The CVC Information for Veterans Brochure contains more information about CVC, including who is eligible and a case study to explain how the program works.
In-Home Telemonitoring for Veterans Trial
The In-Home Telemonitoring for Veterans Trial is an initiative, linked to CVC that makes it possible for chronically ill Gold Card holders to have their health monitored by their GP without leaving home. Eligibility for the telemonitoring trial includes being on the CVC Program (or being eligible to go on it) and living in one of the trial sites.
The trial commenced in June 2013 at the first trial site in the New England region, NSW, and will finish in June 2015. Other trial sites include the North Coast NSW, the Darling Downs in Queensland, and Bayside in Victoria.
At December 2014 there were around 240 veterans on the trial across the four trial sites. Recruitment for the trial has now closed.

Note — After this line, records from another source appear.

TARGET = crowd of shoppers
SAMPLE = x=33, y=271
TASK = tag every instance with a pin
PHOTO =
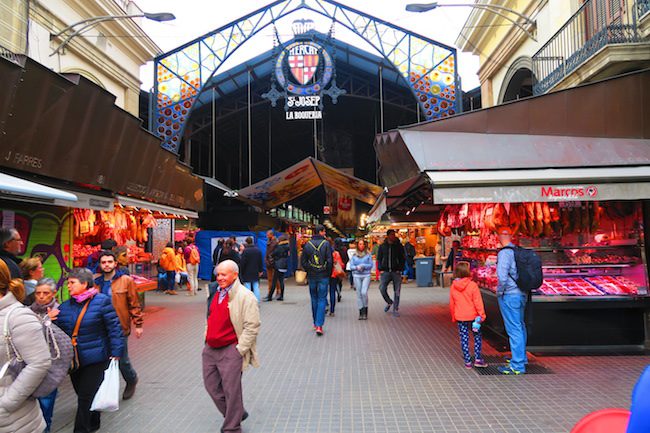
x=104, y=308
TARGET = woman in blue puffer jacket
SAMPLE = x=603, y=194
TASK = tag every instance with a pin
x=99, y=340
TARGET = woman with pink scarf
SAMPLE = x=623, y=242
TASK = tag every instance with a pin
x=99, y=340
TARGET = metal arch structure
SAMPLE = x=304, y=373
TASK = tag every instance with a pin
x=427, y=66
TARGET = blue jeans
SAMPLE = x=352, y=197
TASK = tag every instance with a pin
x=254, y=286
x=409, y=271
x=512, y=309
x=362, y=282
x=318, y=293
x=47, y=406
x=334, y=285
x=128, y=373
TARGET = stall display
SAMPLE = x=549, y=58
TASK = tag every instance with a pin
x=124, y=225
x=595, y=288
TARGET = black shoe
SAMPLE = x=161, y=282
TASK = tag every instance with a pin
x=129, y=390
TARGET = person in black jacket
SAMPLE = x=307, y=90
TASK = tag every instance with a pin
x=251, y=267
x=280, y=257
x=100, y=339
x=390, y=260
x=316, y=260
x=11, y=244
x=229, y=253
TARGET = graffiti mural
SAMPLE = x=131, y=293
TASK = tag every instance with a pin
x=47, y=233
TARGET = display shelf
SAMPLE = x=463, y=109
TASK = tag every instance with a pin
x=559, y=248
x=588, y=265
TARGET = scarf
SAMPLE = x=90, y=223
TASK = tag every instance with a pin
x=42, y=309
x=88, y=294
x=361, y=254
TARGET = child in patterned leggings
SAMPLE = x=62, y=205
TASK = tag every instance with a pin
x=466, y=304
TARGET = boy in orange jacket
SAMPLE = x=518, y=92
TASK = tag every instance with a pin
x=466, y=307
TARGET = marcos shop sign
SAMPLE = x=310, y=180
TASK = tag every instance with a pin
x=541, y=193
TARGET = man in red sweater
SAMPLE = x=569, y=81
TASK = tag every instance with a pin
x=230, y=343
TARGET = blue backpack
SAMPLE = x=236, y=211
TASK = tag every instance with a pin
x=529, y=269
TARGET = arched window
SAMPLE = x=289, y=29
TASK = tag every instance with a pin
x=518, y=82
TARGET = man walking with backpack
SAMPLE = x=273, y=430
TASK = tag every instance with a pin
x=193, y=259
x=512, y=293
x=316, y=260
x=390, y=260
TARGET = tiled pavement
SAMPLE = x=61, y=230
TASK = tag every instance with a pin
x=383, y=375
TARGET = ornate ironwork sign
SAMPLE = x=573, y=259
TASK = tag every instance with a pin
x=303, y=70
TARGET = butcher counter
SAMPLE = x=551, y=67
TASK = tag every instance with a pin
x=579, y=324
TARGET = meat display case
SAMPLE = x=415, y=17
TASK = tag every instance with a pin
x=593, y=297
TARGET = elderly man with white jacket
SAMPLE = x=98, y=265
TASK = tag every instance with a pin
x=230, y=343
x=19, y=412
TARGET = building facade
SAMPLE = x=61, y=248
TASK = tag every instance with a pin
x=109, y=54
x=565, y=43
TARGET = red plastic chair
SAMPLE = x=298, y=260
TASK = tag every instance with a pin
x=603, y=421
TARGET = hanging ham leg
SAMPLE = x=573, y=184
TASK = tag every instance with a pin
x=539, y=220
x=546, y=212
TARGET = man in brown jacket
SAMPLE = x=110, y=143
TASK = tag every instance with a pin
x=230, y=343
x=271, y=243
x=121, y=288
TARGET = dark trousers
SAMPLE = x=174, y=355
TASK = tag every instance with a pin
x=385, y=278
x=334, y=285
x=86, y=381
x=171, y=275
x=270, y=278
x=222, y=370
x=128, y=373
x=278, y=279
x=463, y=332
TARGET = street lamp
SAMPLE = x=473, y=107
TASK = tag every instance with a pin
x=495, y=9
x=90, y=22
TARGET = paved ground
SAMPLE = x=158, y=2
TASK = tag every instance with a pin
x=383, y=375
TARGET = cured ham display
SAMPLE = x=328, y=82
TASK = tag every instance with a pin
x=121, y=225
x=535, y=219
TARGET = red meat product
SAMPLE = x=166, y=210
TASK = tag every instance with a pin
x=530, y=218
x=539, y=220
x=514, y=217
x=523, y=227
x=443, y=228
x=488, y=218
x=565, y=220
x=500, y=216
x=546, y=211
x=474, y=215
x=453, y=218
x=595, y=217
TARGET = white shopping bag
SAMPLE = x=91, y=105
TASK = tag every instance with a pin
x=107, y=398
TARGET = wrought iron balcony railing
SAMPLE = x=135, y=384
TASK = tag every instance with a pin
x=596, y=24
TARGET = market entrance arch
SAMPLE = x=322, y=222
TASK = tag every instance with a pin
x=427, y=66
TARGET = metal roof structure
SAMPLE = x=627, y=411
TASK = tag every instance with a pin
x=426, y=66
x=236, y=78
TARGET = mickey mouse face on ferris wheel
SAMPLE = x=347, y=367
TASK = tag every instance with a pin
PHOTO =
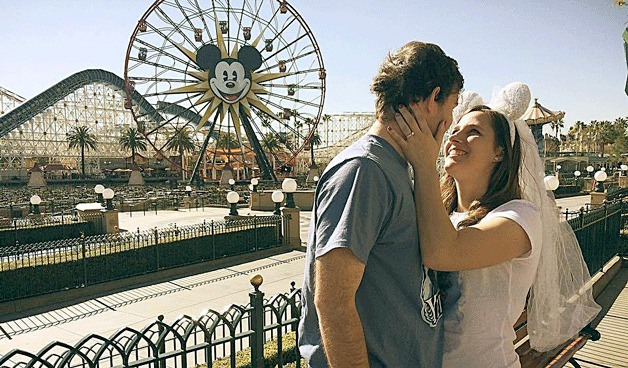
x=229, y=78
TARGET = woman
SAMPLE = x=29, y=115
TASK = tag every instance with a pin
x=500, y=229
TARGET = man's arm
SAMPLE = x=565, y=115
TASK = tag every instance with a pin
x=338, y=275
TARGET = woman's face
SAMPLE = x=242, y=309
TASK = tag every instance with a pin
x=471, y=150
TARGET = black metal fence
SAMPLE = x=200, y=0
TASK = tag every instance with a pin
x=598, y=232
x=260, y=334
x=40, y=228
x=33, y=269
x=215, y=339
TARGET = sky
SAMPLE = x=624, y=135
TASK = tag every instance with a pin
x=569, y=52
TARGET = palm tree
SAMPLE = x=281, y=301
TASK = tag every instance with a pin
x=578, y=130
x=131, y=139
x=271, y=144
x=83, y=138
x=557, y=126
x=315, y=140
x=227, y=140
x=181, y=142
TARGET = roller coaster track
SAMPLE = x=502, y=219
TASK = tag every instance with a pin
x=57, y=92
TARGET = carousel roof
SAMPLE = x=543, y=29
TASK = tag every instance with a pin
x=538, y=114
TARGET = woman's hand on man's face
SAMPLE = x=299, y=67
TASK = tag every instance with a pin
x=417, y=143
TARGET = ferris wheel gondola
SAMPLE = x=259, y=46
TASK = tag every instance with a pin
x=243, y=80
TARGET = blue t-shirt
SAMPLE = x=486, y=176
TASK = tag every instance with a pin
x=364, y=202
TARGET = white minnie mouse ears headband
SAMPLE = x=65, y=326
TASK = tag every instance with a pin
x=512, y=101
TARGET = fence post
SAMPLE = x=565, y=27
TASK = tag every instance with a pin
x=581, y=217
x=14, y=230
x=256, y=246
x=162, y=345
x=213, y=237
x=294, y=311
x=257, y=323
x=83, y=253
x=156, y=234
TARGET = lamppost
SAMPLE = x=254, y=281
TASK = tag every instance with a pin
x=600, y=177
x=551, y=182
x=277, y=198
x=289, y=186
x=233, y=198
x=99, y=188
x=36, y=201
x=107, y=195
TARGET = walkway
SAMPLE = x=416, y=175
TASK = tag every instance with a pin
x=190, y=295
x=139, y=307
x=612, y=348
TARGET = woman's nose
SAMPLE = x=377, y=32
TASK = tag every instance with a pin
x=454, y=137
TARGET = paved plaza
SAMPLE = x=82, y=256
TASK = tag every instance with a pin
x=184, y=296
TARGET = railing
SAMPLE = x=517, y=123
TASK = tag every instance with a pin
x=215, y=339
x=240, y=336
x=598, y=233
x=33, y=269
x=37, y=221
x=37, y=228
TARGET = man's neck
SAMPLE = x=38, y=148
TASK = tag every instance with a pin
x=379, y=129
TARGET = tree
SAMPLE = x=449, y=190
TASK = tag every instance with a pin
x=227, y=140
x=271, y=144
x=315, y=140
x=181, y=142
x=83, y=138
x=131, y=139
x=557, y=125
x=578, y=130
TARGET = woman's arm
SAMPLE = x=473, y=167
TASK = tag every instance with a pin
x=490, y=242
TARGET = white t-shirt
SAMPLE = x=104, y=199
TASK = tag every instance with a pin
x=479, y=329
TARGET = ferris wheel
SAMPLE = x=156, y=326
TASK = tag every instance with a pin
x=243, y=80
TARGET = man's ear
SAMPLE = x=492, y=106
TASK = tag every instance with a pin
x=431, y=100
x=500, y=155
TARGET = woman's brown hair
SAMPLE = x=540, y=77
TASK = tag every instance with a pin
x=504, y=181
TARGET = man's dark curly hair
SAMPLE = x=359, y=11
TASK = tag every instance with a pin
x=411, y=74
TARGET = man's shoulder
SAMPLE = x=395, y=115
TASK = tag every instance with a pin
x=366, y=151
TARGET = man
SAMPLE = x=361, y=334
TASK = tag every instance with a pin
x=367, y=299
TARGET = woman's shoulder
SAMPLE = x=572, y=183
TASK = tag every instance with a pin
x=521, y=206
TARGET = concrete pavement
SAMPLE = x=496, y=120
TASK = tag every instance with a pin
x=188, y=295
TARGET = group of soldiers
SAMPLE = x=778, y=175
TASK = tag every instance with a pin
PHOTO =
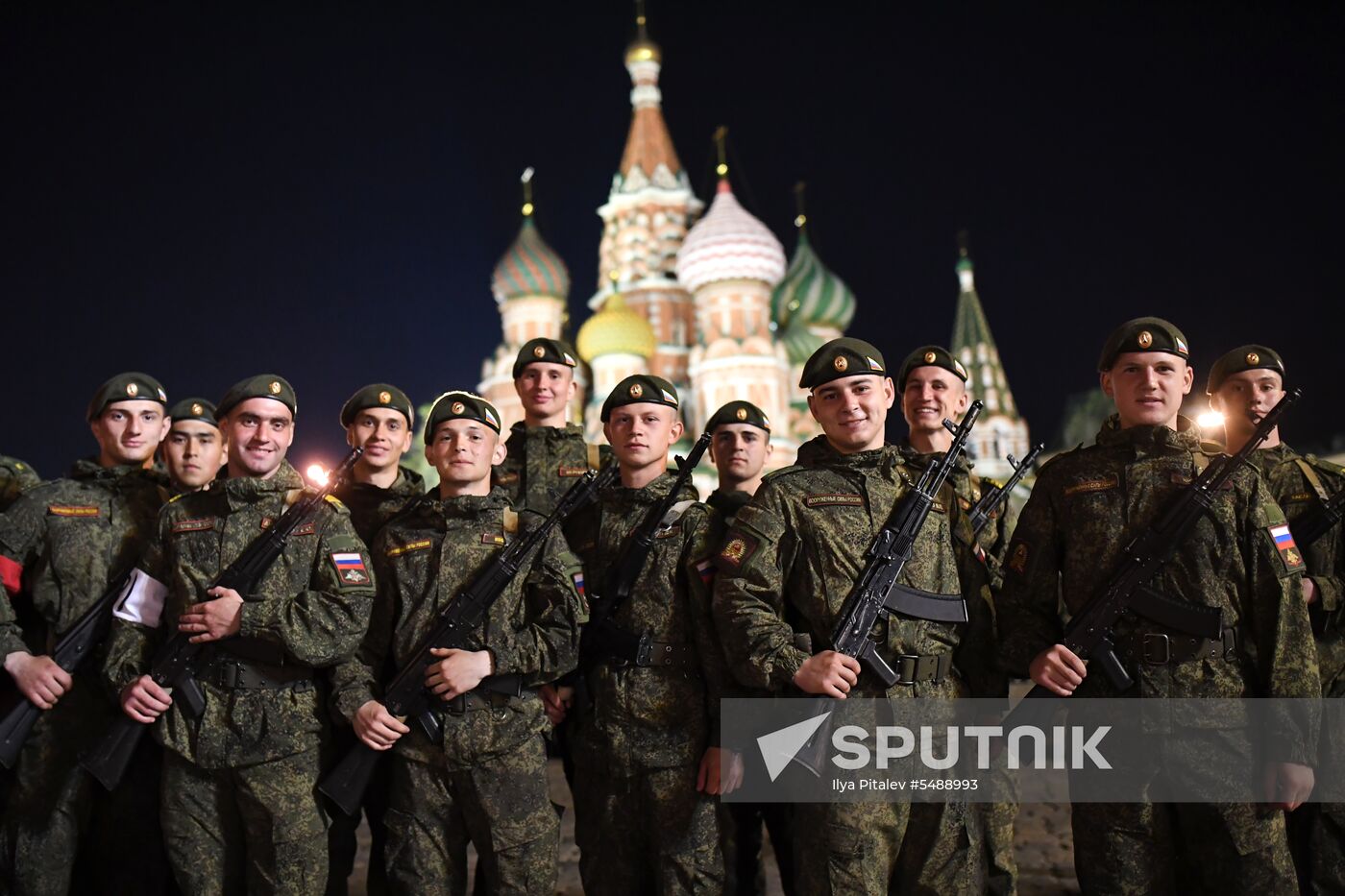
x=736, y=596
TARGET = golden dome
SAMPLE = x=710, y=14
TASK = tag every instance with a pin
x=615, y=329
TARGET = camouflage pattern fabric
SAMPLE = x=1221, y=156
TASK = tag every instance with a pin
x=639, y=735
x=487, y=782
x=1086, y=506
x=542, y=463
x=794, y=553
x=1317, y=831
x=70, y=537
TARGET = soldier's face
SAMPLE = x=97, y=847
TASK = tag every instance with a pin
x=641, y=435
x=1147, y=388
x=258, y=432
x=853, y=410
x=130, y=432
x=931, y=396
x=192, y=452
x=383, y=433
x=1244, y=399
x=545, y=389
x=463, y=451
x=739, y=452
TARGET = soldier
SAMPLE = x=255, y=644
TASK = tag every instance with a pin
x=15, y=478
x=63, y=543
x=1243, y=385
x=794, y=553
x=486, y=784
x=1086, y=506
x=932, y=385
x=380, y=420
x=194, y=449
x=646, y=738
x=740, y=446
x=239, y=809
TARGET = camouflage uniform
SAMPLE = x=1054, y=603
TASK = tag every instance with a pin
x=239, y=808
x=15, y=478
x=1301, y=483
x=486, y=784
x=1085, y=507
x=639, y=732
x=544, y=462
x=795, y=553
x=66, y=540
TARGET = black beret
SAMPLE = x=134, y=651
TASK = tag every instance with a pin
x=844, y=356
x=737, y=412
x=1243, y=358
x=259, y=386
x=551, y=351
x=460, y=405
x=930, y=356
x=1143, y=334
x=641, y=389
x=199, y=409
x=128, y=386
x=379, y=395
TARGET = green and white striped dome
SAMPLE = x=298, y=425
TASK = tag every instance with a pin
x=810, y=294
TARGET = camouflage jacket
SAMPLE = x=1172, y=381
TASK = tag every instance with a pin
x=648, y=717
x=1091, y=502
x=424, y=559
x=542, y=463
x=309, y=610
x=1297, y=494
x=795, y=552
x=370, y=506
x=69, y=539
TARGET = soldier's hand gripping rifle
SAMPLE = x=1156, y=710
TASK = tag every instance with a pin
x=74, y=647
x=877, y=593
x=990, y=500
x=174, y=664
x=601, y=637
x=1127, y=591
x=406, y=694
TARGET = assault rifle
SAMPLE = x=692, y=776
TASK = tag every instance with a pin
x=1127, y=593
x=990, y=500
x=406, y=695
x=877, y=593
x=174, y=665
x=601, y=637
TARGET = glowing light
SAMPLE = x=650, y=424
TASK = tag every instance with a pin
x=1210, y=420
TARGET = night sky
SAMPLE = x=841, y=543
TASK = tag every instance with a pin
x=325, y=193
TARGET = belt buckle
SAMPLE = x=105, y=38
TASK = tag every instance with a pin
x=1157, y=638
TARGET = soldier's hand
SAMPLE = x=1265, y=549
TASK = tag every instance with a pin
x=377, y=727
x=37, y=678
x=827, y=673
x=144, y=700
x=1288, y=785
x=456, y=671
x=1059, y=670
x=212, y=619
x=557, y=700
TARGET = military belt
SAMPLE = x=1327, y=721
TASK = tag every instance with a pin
x=1165, y=646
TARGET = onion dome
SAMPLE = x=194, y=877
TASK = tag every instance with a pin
x=615, y=329
x=729, y=244
x=530, y=268
x=810, y=292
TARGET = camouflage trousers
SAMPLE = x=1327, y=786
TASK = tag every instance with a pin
x=884, y=848
x=501, y=806
x=257, y=829
x=648, y=832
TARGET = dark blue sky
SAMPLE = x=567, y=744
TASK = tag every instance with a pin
x=325, y=193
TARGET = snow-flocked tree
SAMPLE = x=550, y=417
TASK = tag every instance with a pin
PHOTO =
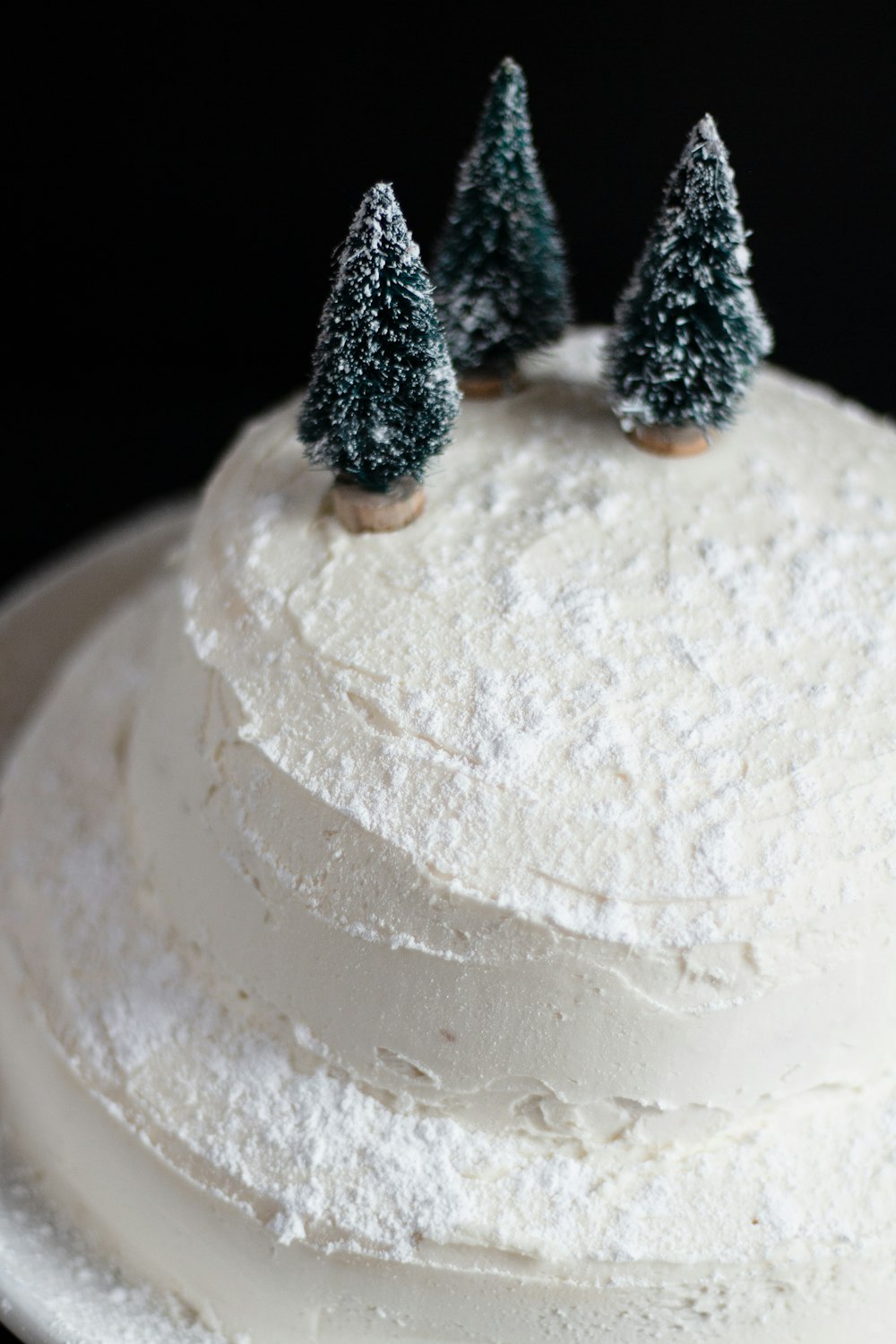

Some potential benefits for participants include:
- a more complete picture of the veteran’s health, helping to improve treatment of their chronic condition/s
- improved awareness and self-management of their health
- reduced preventable hospitalisations and readmissions
- assistance for the veteran to stay in their own home for longer
How does in-home telemonitoring work?
Instead of going to the GP for a check up to take routine readings such as blood pressure, blood glucose and oxygen levels, eligible CVC participants can measure their own vital signs using the latest equipment, which DVA installs in their home at no cost.
The telemonitoring equipment is lightweight, portable, and simple to use. It sends readings to the veteran’s GP and nurse coordinator who can arrange an appointment if anything is out of the ordinary, either by videoconference using the telemonitoring equipment or face-to-face at the practice.